I don’t want to focus on strategy details here, but I will note that VIX call options are some of the most expensive products in the world: as Reed Hogan explained in his excellent feature for Expiring Monthly, the volatility risk premium in VIX options is even greater than in SPX options, which in turn is greater than in individual stock options. When we researched the VXH strategy, the size of the VIX option premium was one reason we elected to hedge with VIX futures instead.
But strategy issues aside, there are two other reasons to avoid products like VIXH. The expense ratio of the fund is listed as 0.60%. At all times, 99% of the portfolio will be invested in the S&P 500, with occasional periods of 99.5% and 100% SPX allocations during extremely volatile and extremely quiet markets. Let’s grant for the sake of argument that investors should be willing to pay 0.60% for someone to buy some VIX calls for them every month. They should pay that fee on the portion of the portfolio being actively managed. First Trust Advisors is not making any changes or taking any other action with the remaining 99% of the portfolio to justify that 0.60% fee. In effect, they are asking you to pay 0.60% for the S&P 500 when you could just as easily have it for 0.09% or 0.05%:
|Ticker||ETF||Structure||Expense Ratio||Commission Free|
|SPY||SPDR S&P 500 ETF||Unit Investment Trust||0.09%||Not Available|
|IVV||iShares S&P 500 Index Fund||Exchange Traded Fund||0.09%||3 Platforms|
|VOO||Vanguard S&P 500 ETF||Exchange Traded Fund||0.05%||Vanguard|
Table from ETFdb
The same criticism applies to the Barclays VEQTOR product (VQT), which charges 0.95%, although the VQT methodology would be much harder for individual investors to replicate and VQT is at least managed daily. First Trust’s product is rolled monthly.
Including vanilla SPX exposure in a tail risk hedging ETF is a design flaw. What about all those investors who want exposure to assets other than S&P 500 stocks – that is, the vast majority of investors? These products are of little use to them. That’s the first problem, and it would be an important problem even if expense ratios were very low. But they aren’t, and that’s the second reason investors should avoid these products: there is no reason you should pay these sorts of fees for a portfolio 99% of which is just the plain vanilla S&P 500.
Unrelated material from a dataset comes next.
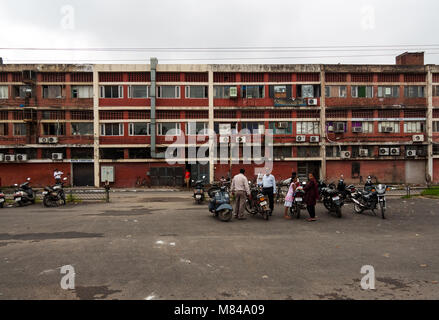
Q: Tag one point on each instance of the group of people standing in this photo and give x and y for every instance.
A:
(240, 188)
Full disclosure: we offer a tail risk hedging strategy (the VIX Portfolio Hedging (VXH) Strategy) by subscription and in individually managed accounts. I’m obviously biased, but I think it’s clear that the problems with these ETFs are exactly the sort of problems that we solve via the managed account route. VIX positions are allocated based on the size of the account being hedged, which means that the fees charged are only charged on the capital used for hedging – not on the capital held elsewhere in other assets that have nothing to do with us. First Trust, Barclays, and other providers want you to pay through the nose for exposure to AAPL, XOM, and other mega-cap stocks, and we see no reason why you should.